Since the Senate has passed substantial plans before, only to see them die in the House over the objections of Democrats, the critical votes will take place in the House late this week. If a House plan is passed that addresses the two regional needs and has a strong state-wide component, there may be a majority for some new funding, including transit, that the Governor can sign.
It is important to remember that the Governor has the last word. Therefore, if the proposals are not sufficient, he can propose amendments to them.
Of course, there are many other important issues on our agenda, including many bills to restrict or abolish legal abortion in Virginia. Delegate Bob Marshall of Prince William County is the sponsor of many bills attacking re-productive rights in Virginia. He was the leader of the effort to amend Virginia’s Constitution last year to ban same-sex marriage and civil unions.
Several of Delegate Marshall’s bills will pass the House. The Senate Education and Health Committee will then be the focus of the debate.

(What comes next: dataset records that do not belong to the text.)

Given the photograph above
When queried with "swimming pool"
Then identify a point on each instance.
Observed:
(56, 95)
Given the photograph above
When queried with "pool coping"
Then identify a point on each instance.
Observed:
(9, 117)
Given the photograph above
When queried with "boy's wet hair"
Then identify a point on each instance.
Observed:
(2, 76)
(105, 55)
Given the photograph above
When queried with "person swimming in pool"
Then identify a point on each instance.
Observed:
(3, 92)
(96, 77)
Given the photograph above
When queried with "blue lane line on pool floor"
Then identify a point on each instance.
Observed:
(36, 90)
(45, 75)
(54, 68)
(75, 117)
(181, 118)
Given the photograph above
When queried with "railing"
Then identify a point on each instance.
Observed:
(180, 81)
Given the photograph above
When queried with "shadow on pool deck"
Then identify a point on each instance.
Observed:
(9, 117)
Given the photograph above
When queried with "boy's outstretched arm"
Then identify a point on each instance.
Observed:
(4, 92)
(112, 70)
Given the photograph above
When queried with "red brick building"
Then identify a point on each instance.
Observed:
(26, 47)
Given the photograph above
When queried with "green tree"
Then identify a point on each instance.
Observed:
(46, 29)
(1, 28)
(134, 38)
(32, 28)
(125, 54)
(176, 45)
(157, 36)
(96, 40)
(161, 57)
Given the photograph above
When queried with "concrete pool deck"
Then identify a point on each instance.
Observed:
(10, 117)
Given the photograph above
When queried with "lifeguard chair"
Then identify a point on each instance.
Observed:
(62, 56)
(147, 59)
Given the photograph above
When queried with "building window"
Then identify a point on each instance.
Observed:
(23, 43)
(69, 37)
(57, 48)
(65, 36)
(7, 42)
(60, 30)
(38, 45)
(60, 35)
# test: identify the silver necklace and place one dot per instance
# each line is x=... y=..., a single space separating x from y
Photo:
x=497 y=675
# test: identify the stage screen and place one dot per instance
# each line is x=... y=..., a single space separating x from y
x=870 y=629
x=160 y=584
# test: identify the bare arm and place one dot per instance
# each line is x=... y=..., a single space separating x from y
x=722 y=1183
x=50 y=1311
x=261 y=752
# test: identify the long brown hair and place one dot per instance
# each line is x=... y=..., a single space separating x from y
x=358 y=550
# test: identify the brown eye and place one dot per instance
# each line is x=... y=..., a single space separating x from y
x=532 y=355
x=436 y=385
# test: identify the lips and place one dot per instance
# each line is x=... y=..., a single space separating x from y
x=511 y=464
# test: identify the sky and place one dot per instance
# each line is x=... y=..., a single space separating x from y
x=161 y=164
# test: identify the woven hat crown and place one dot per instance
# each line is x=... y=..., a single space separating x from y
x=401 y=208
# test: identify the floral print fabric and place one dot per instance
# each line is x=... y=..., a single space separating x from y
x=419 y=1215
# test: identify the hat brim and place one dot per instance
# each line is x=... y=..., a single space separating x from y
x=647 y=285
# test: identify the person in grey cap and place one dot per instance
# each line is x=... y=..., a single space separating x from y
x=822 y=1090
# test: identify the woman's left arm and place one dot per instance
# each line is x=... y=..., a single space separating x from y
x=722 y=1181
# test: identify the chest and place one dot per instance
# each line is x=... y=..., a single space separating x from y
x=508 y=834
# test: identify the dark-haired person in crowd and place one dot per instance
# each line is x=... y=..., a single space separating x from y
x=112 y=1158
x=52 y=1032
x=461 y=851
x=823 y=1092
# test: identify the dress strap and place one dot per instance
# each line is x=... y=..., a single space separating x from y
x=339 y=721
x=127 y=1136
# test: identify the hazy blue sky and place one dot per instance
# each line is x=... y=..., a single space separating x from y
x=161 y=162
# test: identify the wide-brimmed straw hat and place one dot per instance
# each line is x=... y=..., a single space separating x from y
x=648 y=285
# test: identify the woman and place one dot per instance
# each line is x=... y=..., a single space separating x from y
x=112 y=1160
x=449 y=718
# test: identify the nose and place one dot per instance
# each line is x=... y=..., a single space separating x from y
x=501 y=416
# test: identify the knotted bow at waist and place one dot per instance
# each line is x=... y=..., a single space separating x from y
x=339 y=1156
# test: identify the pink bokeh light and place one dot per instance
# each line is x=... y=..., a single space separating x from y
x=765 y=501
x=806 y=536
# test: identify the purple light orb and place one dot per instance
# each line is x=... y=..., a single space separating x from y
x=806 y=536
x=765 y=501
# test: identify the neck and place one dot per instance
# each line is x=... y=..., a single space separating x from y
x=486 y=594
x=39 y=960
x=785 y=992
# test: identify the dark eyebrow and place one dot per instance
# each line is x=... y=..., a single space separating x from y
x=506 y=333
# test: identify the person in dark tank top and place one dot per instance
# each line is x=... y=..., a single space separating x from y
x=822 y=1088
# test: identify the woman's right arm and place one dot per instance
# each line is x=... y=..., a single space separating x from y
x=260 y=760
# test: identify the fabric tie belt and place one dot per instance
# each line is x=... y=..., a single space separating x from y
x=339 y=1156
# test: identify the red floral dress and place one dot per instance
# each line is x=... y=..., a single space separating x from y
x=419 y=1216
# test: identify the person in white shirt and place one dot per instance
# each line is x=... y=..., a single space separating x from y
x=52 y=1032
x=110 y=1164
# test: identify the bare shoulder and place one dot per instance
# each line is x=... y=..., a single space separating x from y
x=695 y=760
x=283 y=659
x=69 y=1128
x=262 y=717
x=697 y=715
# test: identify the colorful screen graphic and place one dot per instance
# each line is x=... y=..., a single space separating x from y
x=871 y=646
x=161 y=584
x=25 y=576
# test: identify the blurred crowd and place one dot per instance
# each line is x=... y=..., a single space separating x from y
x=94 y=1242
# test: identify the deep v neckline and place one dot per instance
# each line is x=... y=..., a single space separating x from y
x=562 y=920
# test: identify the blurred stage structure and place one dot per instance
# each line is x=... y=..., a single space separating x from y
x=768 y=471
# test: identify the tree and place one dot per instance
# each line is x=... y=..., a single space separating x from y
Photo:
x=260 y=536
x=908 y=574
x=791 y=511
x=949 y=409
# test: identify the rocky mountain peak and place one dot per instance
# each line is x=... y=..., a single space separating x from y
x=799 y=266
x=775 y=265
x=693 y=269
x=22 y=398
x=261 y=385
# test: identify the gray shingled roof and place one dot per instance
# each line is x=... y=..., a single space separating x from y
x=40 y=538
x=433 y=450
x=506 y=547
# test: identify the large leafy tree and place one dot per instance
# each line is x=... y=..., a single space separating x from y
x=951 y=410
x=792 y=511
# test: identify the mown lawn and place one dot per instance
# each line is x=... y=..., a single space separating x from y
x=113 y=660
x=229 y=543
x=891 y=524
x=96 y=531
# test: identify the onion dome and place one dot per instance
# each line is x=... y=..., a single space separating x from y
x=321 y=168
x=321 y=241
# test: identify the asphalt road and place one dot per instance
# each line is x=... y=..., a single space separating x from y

In the past, that committee has killed several far-reaching restriction proposals by 1 or 2 votes. A lot of national attention will focus again on the Virginia and lead to important debates in the campaign season in the fall.
Barack Obama in Virginia
Senator Barack Obama will be the featured speaker in Richmond on February 17 at the annual Jefferson-Jackson Day Dinner. It now appears that this fundraising event for the Virginia Democratic Party will be largest in the history of the state, and will focus national media attention on Virginia, not unlike Senator Jim Webb’s victory in Virginia. I am looking forward to hearing and seeing Senator Obama.